福原新コーチ 気付いて欲しい…自発的な意欲と意識の大切さ
ノックバットを持ちながら、鳴尾浜で練習を見守る。現役引退直後に2軍育成コーチを任され、就任から2週間が経過。指導にあたる姿も自然になじむ。阪神・福原忍コーチの中でも、育成への考えがはっきり見えてきた。
「まずは体作り、体力作りとかですね。若い選手が多いですし、そういう面で体を作るのが大事だと思う。その中で僕がやってきたこと、現役の時に感じたことを伝えられたらいいなと思います」
現役時代から選手にアドバイスすることが多かった。その中でも、今季は2軍生活が長く若手と接する機会が多かった。その経験が今後の指針にもなる。「本人たちはそう思ってないかもしれないけど、僕が見てて思ったのは『甘いよね』という。そんなんでいいの?と」。求めるのは、自発的に練習に取り組む意欲と意識だ。
「2軍で満足しているというか、もっとガツガツ1軍に上がりたいというのを出してもいいんじゃないかな。今年2軍にいてそういう部分を感じたので」
狭き門をくぐり抜けてプロ野球選手になった以上、現状に満足して欲しくない。「こっちから言うのは簡単だけど、まず選手が自分で何をすべきか、何をしたらいいかを考えて」。やらされるのではなく自分で動いて欲しい。それが厳しい世界で生き抜くすべとなる。
「全体練習が終わってからでも、自分が考えてやるのが大事なのでそうやって欲しい。気付いて欲しいけど、ある程度言うかもしれない。

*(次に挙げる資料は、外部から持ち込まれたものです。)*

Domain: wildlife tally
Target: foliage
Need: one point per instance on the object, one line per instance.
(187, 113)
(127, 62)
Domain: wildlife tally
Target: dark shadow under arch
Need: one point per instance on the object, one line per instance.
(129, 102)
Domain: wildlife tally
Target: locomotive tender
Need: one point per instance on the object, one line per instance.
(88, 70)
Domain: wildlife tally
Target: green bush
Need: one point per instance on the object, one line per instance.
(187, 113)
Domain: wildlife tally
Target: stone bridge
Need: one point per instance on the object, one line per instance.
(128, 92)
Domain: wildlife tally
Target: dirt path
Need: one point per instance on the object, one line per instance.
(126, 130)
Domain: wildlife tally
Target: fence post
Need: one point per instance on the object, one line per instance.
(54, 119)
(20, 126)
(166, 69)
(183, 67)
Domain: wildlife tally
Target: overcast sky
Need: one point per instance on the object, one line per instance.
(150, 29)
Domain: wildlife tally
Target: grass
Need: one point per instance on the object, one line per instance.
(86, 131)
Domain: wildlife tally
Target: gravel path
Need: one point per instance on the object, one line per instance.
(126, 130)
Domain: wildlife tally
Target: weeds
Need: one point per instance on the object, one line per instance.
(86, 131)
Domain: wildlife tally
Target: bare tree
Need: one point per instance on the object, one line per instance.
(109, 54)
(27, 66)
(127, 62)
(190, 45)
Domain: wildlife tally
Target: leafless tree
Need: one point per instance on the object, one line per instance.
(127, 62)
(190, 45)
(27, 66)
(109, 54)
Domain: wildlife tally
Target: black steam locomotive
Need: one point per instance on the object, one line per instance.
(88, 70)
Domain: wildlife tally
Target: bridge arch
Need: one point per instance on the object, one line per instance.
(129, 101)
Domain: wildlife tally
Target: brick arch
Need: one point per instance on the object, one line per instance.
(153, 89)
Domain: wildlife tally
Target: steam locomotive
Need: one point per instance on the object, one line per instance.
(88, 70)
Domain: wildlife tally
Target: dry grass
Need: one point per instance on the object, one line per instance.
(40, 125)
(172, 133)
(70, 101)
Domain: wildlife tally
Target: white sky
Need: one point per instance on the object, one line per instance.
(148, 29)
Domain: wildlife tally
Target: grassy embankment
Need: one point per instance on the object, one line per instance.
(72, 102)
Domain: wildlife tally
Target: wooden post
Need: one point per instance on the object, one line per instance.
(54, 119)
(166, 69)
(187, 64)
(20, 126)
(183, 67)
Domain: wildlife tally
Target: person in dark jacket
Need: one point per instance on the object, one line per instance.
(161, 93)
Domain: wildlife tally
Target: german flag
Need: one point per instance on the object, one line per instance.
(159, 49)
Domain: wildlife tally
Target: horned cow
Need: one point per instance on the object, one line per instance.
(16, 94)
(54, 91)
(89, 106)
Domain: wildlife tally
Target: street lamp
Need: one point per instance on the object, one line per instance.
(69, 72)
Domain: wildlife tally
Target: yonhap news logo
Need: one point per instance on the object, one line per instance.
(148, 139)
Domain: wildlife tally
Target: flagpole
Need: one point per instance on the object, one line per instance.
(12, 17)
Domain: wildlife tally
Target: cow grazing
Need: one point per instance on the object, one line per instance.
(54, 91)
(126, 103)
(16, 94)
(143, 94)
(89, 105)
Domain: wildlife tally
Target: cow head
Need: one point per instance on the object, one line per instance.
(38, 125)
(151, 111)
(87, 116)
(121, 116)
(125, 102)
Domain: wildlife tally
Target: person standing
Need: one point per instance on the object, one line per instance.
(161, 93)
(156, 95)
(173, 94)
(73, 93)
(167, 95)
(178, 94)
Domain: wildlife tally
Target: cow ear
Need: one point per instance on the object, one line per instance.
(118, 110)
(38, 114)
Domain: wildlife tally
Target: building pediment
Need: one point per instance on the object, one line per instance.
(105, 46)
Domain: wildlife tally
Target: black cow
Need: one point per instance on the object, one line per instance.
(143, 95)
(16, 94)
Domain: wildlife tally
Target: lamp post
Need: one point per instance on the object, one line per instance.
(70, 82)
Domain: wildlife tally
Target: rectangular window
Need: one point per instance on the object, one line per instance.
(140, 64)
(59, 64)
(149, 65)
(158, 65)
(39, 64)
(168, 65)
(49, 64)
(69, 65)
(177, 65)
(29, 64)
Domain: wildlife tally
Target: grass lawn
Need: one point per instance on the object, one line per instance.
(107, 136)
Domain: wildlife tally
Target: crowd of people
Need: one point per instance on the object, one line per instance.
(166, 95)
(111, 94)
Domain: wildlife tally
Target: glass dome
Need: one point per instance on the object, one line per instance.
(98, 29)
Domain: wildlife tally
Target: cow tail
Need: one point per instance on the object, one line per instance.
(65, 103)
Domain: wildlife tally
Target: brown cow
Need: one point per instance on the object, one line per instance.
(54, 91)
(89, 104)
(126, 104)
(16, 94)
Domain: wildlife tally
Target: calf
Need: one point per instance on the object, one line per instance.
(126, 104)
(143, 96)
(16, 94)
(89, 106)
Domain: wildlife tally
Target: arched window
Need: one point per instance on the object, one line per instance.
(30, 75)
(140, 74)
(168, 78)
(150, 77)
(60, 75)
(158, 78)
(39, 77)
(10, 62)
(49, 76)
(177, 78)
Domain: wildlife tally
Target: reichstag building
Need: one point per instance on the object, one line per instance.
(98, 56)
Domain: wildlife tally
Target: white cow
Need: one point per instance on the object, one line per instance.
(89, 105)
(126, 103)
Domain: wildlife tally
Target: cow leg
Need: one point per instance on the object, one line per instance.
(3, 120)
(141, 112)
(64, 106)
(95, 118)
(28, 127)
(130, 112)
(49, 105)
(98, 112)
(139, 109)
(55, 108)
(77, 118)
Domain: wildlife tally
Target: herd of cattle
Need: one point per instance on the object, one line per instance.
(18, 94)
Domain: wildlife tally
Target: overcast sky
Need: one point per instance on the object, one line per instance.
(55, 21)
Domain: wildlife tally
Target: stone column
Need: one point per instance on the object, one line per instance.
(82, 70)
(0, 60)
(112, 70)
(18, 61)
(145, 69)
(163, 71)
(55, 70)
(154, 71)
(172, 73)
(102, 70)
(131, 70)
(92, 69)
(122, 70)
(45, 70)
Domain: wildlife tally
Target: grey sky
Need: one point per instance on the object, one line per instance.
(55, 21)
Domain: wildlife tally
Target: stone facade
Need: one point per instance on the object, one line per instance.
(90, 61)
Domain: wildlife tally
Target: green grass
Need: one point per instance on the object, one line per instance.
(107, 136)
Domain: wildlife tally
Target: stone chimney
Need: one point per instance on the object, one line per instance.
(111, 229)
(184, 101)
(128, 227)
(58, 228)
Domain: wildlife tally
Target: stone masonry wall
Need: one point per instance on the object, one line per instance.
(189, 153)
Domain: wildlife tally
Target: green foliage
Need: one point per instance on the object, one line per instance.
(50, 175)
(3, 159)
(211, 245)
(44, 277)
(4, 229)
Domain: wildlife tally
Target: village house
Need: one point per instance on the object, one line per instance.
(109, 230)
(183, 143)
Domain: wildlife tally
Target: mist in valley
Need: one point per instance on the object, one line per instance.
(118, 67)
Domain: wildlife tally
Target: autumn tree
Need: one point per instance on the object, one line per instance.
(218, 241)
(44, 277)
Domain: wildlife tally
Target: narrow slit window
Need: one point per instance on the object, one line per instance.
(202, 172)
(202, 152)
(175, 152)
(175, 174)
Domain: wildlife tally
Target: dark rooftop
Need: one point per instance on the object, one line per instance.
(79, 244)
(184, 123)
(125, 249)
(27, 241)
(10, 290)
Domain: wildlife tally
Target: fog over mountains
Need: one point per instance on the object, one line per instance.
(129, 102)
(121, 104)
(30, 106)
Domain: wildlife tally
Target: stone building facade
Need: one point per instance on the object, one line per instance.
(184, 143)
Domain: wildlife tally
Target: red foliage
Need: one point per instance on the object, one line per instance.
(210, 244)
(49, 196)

それじゃ上に上がれない、上がるためにどうすればいいか考えなさいと」
タテジマ一筋18年。福原コーチ自身がそうだった。「僕もいろいろ経験して感じたのは、みんなと同じことをやってたら同じ成長しかしない。(そういうことは)切羽詰まった時より、早いうちに知ってたら違うと思う」。若手に感じる甘さは、親心からくるものだ。
自分のために投げてきた現役時代。これからはより人のため、選手のために生きていく。時に厳しくなった口調も愛情の表れ。選手のアクションを待ち、時に自ら動いて選手に働きかける。その成果が見えてくるかどうか。目指すのはそこだ。
「(指導で伝える言葉も)難しいと思うので。人それぞれ性格があるので。勉強じゃないですけど選手と根気よく。(指導した選手が)おっ、変わったなとか感じて、投げるのが楽しくなったりしたら、ちょっと面白いと思う」。一人ではなく、選手との二人三脚。コーチとしてのやりがいであり目指すところは、そこにある。